Monday, March 16, 2015

A very good day

Today was one of those rare days that starts off looking blah to mediocre but ends up being a really great day.
I had a day off today and decided to get done some errands that I've been putting off for months. I had to go to the Alameda County Recorder's Office to order The Bean's official birth certificate and file a notarized and updated version of our deed. Fun stuff. I don't know about you but I imagine bad parking and long lines whenever I need to do things like that. Thus my procrastination! But we'll be traveling soon and The Bean needs his birth certificate. Figured I might as well file my seed since I know it could be taken care somewhere in the vicinity.
I asked my mom and dad if they wanted to join me and The Bean. We could go to a restaurant out that way since we're all somewhat homebodies, for various reasons.
My mom thought it was an excellent idea, especially since they wanted to get their car serviced. We were getting all sorts of errands out of the way! Again, not exciting but all things that needed to get done.
I dropped off The Bun at school and headed to my parents' car dealership. I got their relatively quickly that we detoured to pick up coffee for me and a pastry for my mom.
I know I drink decaf but ahhhhh, coffee.
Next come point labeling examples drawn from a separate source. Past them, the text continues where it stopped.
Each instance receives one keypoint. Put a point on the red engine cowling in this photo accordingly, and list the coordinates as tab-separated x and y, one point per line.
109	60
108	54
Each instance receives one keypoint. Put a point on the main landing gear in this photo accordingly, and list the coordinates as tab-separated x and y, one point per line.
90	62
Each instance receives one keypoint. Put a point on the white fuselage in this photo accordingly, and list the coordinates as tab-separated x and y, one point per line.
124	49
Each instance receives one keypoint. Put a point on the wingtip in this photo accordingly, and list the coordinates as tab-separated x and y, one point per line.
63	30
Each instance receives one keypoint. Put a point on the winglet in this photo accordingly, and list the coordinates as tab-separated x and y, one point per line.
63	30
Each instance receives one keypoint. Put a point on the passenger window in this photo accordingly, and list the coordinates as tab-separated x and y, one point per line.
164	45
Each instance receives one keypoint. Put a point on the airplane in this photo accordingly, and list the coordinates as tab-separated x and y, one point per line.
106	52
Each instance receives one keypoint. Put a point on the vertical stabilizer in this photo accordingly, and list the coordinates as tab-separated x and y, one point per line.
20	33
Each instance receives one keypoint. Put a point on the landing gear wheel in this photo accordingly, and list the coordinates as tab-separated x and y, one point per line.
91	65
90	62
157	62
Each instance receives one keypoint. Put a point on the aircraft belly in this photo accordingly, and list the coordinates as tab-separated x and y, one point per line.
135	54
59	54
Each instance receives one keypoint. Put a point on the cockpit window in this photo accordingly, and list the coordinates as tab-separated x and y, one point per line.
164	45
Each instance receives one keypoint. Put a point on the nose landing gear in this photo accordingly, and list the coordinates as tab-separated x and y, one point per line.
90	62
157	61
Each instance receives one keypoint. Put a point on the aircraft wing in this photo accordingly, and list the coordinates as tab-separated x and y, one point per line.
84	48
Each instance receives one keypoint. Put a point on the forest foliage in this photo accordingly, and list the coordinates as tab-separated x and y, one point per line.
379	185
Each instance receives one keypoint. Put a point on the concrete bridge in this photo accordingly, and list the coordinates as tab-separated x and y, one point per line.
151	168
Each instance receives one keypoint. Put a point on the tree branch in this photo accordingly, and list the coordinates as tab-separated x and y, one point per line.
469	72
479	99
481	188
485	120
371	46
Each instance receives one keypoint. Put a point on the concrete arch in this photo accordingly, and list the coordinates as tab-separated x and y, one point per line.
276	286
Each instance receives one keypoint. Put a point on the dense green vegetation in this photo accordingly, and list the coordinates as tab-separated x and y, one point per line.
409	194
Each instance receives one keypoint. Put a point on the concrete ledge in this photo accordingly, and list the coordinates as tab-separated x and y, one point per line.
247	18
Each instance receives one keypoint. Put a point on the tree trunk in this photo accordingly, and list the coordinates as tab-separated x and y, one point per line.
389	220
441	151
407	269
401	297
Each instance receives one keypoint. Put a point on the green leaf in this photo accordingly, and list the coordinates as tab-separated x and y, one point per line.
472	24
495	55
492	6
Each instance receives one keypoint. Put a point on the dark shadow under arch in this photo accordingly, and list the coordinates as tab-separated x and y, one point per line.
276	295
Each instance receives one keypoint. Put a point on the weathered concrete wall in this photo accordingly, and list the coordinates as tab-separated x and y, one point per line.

It's almost ritualistic for me.
We headed to downtown Oakland and since none of us were going to work or have an appointment we need to make, it was a stress-free drive.
It's the little things I've come to appreciate.
We found close street parking and headed inside the building. I hadn't been there since getting The Bun's birth certificate and I must say, I forgot how relatively easy it was there. They have a desk where you check in and let them know what you want to do. They make sure you filled out the appropriate paperwork and then give you a number. I got both things done in half an hour.
We were done before the restaurant I chose was open. My mom expressed interest in going to a bakery because, since they don't drive much anymore, her pastry places were limited. I yelped (love Yelp!) and found a bakery in Alameda.
I chose nearby Alameda instead of Oakland for one reason. My parents are elderly, we have a many with us so places with parking were much friendlier for our little group.
We found a cute bakery called Feel Good Bakery and wow, was it carb heaven! Everything looked so good. It was housed in Alameda Marketplace which looked like a local and unpretentious version of Whole Foods. It had sushi, wine and cheese, a bakery and grocery store. We parked on the street but quickly discovered they also had a parking lot. Definitely a must return.
The pastries were flawless. But we jostled them about.
My mom then expressed interest in visiting Rock Wall Wine Company, a place I used to be a member of ... before I trimmed my budget:) Love that place. It's a beautiful space that isn't pretentious (notice a theme in what I gravitate towards?) They have a spacious and lovely outdoor seating where we can enjoy the sunshine, good wine and food.
My parents indulged my desire for Vitamin D. We ate a scrumptious lunch accompanied by some delicious wine. My parents and I reminisced when the area used to be an active Military base. How we would go there once a month to go shopping at the Exchange and then groceries at the Commissary.

My parents and I had a great time. The Bean was also on his best behavior.
These moments are rare. We're so busy with day to day life that it's hard to fit in these kind days. I see my parents often and we make time for one another. But I really appreciate these beautiful impromptu moments when we can slow down and enjoy each other's company.